Ex vivo sprouting of aortic explants is normal in i-EC-FAK-KO mice. (A and B) Aortic ring explants from WT and i-EC-FAK-KO mice were grown as ex vivo cultures to assess sprouting. The mean sprout length at several time points was similar between genotypes, suggesting a normal angiogenic response to serum. n = 6 each; Graph shows mean ± SEM. (C) Immunohistochemical staining for FAK (red) and EC (green) confirms lack of FAK protein expression on vessels sprouting from rings isolated from i-EC-FAK-KO mice. Bars: (A) 0.5 mm; (C) 80 μm.

Figure 5.

Pyk2 can functionally compensate for loss of FAK during angiogenesis. (A and B) Knockdown of FAK (but not Pyk2) slowed the rate of sprouting in WT aortic explants, indicating FAK plays the primary role during angiogenesis in normal blood vessels.

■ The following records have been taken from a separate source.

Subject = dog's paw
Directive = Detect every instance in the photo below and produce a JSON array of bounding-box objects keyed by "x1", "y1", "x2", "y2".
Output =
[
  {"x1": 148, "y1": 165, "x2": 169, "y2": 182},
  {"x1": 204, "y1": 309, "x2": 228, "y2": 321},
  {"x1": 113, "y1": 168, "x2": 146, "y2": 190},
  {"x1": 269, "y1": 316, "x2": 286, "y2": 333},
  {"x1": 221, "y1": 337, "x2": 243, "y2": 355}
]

For i-EC-FAK-KO, knockdown of Pyk2 (but not FAK) inhibited the angiogenic response. Broken lines indicate sprout length. Bar, 0.25 mm. (C) Sprouting of WT aortic explants was dose-dependently blocked by either a pharmacological inhibitor selective for FAK (PF-228) or a dual FAK/Pyk2 inhibitor (PF-271). Only the dual FAK/Pyk2 inhibitor (PF-271) blocked sprouting in i-EC-FAK-KO explants. n = 6 each; *, P < 0.05 versus control shRNA or vehicle. Graphs show mean ± SEM. (D) Our results suggest a necessity for FAK and/or Pyk2 expression in ECs that can preserve the angiogenic response in i-EC-FAK-KO mice.